Kann ich mit dieser attraktiven Frau nach Hause gehen - oder sind wir zu nah verwandt? Bei dieser schwierigen Frage hilft den Isländern Alexander Annas Helgason. Der App-Entwickler über den isländischen Genpool, das Íslendingabók und seinen Vorfahren Egill Skallagrímsson, der mit sieben den ersten Mord beging.

Von Alex Rühle

SZ: Hallo, Herr Helgason. Ich habe ja schon von vielen merkwürdigen Apps gehört. Aber die von Ihnen programmierte Inzestvermeidungs-App schlägt meines Erachtens alle anderen.

Helgason: Warum? Die ist sehr nützlich.

Wie funktioniert die App denn genau?

Nehmen wir mal an, Sie sitzen mit jemanden im Café, den oder die Sie interessant finden. Wenn Sie jetzt überlegen, ob Sie danach noch zu ihr oder ihm . . .

Sagen wir: zu ihr.

Also dann: zu ihr nach Hause gehen, können Sie auf unserer App schauen, wie nah Sie miteinander verwandt sind. Falls Sie dieselben Großeltern haben, geht ein Alarmton los und empfiehlt Ihnen, es bei diesem Cafébesuch zu belassen.

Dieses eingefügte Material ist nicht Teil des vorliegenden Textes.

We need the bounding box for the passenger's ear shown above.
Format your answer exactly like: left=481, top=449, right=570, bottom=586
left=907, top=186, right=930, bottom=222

Und jetzt gehen immer alle Isländer abends allein nach Hause?

Das nicht. Aber wir sind ja tatsächlich im Grunde alle eine große Familie.

Na ja, es gibt 320.000 Isländer, ziemlich groß für eine Familie.

Aber wir stammen nahezu alle von wenigen Siedlerfamilien ab. Im Mittelalter kamen ein paar Norweger und Kelten auf diese damals leere Insel. Die blieben seither quasi unter sich. Und wir wurden immer wieder sehr stark dezimiert. Hier brechen ja dauernd Vulkane aus. Zwischendurch waren wir so wenige, dass tatsächlich sehr strenge Inzestgesetze eingeführt werden mussten.

Wo kriegt Ihre App denn die genealogischen Daten her?

Die wird gespeist aus dem Íslendingabók.

Aus dieser Siedlungschronik aus dem Mittelalter?

Nein, das ist eine genealogische Datensammlung, die nur genauso heißt. Das digitale Íslendingabók enthält Informationen über 720.000 Isländer, die seit dem 12. Jahrhundert auf dieser Insel gelebt haben.

Wer sammelt denn 720.000 Lebensgeschichten?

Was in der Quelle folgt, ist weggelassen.